The numbers make you dizzy. AI-related investments have increased by 0.4% of American GDP since 2022, a pace that is certainly lower than the 1.2% recorded between 1995 and 2000 during the dot-com bubble. But the financial scale is worth it.
According to experts, if big tech companies like Nvidia and Alphabet lost just 20% of their value, that would mean a loss of $4.4 trillion in the markets. In the worst-case scenario, with a fall of 50%, we would be talking about 11 trillion dollars evaporated.
The Magnificent Seven (Microsoft, Apple, Google, Google, Google, Amazon, Amazon, Amazon, Amazon, Amazon, Apple, Google, Google, Google, Google, Amazon, Amazon, Amazon, Amazon, Amazon, Amazon, Amazon, Amazon, Amazon, Amazon, Amazon, Amazon, Amazon, Amazon, Amazon, Amazon, Amazon, Amazon, Amazon, Amazon, Meta, Nvidia, and Tesla) now represent nearly 35% of the S&P 500's market capitalization and have generated over 70% of the performances since the beginning of 2023. An increasing concentration that worries regulators.

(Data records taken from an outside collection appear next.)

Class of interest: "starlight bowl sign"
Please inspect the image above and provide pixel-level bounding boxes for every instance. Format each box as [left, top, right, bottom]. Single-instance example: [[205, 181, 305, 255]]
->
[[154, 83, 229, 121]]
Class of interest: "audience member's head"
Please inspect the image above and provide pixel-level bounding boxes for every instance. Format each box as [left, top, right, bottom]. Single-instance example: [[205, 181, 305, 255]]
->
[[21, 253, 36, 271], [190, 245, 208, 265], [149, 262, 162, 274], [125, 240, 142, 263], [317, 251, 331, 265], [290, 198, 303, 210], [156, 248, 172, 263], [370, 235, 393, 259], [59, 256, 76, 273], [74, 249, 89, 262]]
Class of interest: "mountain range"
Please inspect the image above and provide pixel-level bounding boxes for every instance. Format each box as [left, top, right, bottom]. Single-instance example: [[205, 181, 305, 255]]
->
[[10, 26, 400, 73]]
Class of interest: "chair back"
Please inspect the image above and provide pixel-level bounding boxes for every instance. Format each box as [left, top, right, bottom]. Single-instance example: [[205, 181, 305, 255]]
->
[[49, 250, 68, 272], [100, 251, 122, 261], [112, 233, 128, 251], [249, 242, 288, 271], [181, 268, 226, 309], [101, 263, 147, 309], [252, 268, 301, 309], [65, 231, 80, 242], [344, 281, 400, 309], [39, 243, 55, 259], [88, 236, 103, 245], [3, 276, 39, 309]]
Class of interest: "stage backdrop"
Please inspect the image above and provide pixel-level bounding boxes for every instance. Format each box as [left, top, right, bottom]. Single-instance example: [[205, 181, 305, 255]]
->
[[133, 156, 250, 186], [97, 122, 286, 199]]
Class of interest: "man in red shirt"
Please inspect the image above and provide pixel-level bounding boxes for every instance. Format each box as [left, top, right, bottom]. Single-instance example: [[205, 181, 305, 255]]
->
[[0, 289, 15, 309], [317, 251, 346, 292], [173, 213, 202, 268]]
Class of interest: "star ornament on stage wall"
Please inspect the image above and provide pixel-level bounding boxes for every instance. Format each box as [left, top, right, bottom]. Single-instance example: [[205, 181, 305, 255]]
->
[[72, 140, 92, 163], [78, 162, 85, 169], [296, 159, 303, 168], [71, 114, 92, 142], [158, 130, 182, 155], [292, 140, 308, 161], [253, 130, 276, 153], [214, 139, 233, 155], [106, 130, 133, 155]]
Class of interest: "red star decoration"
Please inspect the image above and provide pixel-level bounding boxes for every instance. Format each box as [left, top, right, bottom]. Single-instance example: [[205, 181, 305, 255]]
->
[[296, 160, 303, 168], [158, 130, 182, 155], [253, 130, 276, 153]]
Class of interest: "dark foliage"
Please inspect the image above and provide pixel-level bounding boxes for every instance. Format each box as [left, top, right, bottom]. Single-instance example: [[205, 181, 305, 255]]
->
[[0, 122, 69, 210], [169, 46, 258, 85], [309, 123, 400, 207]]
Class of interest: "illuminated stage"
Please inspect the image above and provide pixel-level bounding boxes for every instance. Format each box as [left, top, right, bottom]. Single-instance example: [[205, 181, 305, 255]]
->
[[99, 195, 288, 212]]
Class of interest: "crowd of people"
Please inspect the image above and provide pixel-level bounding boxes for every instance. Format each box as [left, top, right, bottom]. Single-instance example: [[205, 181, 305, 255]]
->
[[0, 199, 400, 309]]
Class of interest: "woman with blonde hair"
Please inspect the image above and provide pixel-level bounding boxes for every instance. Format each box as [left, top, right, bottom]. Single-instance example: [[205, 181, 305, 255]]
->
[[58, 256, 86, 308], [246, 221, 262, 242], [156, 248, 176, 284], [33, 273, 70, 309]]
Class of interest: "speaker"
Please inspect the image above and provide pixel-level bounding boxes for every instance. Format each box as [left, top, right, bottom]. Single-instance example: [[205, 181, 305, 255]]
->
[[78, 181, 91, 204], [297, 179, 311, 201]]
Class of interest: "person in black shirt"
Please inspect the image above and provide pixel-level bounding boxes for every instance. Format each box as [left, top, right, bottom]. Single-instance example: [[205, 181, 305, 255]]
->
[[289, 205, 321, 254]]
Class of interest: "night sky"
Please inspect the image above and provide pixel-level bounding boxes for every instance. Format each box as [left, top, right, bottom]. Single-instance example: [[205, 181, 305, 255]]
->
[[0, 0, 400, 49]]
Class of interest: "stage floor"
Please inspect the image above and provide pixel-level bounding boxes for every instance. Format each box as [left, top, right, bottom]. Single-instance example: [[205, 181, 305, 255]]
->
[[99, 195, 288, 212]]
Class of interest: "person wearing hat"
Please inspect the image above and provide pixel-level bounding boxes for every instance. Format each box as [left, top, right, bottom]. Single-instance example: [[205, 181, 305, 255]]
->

Valuation is reaching dizzying heights: the 10 largest stocks in the index are trading at a multiple of 29 times the expected profits, compared to 19 times for the rest of the S&P 500.
The paradox is striking. Despite 30 to 40 billion dollars invested in generative AI, 95% of organizations get no return on investment, according to MIT. The Grand Continent. Only 5% of pilot projects generate millions of dollars in value.
Microsoft, Meta, Alphabet and Amazon are multiplying the pharaonic ads. Microsoft is talking about $30 billion in investments in the current quarter alone, or $120 billion annualized. UBS forecasts a 67% explosion in global AI spending to reach $375 billion.
The managing director of the IMF, Kristalina Georgieva, issued a clear warning to investors: “Fasten your seat belts: uncertainty is the new normal.” Favorable financial conditions mask worrying trends, especially in terms of job creation.
The Bank of England joined these concerns, saying that the risk of a sharp market correction has increased as valuations seem exaggerated for AI-focused tech companies.
The admission is surprising. The head of OpenAI believed that investors were “overexcited” about artificial intelligence, saying: “When bubbles happen, smart people are overexcited by a core of truth.”
This Frankness Contrasts with the Consistently Optimism. OpenAI is also preparing to raise funds that would value the company at 500 billion dollars, the highest valuation ever obtained for an unlisted company.
Jamie Dimon, CEO of JP Morgan, warns that a significant correction in the stock market could occur in the next two years. Goldman Sachs and Morgan Stanley expect shares to fall by 10 to 20%.
But not everyone is betting on a systemic crash. Pierre-Olivier Gourinchas, chief economist at the IMF, points out that investments are not based on debt but on the liquidity of tech companies, which would limit the impact of a correction.
For e-commerce decision-makers and entrepreneurs, several lessons are emerging:
The extreme concentration of valuations on a few actors creates systemic vulnerability. To manage your business in 2025, vigilance is required in the face of what some analysts already describe as the largest speculative bubble in modern economic history.
Sources:
A stock market phenomenon where asset prices greatly exceed their intrinsic value, fuelled by excessive optimism on the part of investors.
The total value of a listed company, calculated by multiplying the number of shares by their unit price.
Return on investment, indicator measuring the profitability of a project in relation to the amounts invested.
A stock market indicator measuring the relationship between the price of a share and earnings per share, used to assess whether a company is over or under valued (a high multiple suggests overvaluation).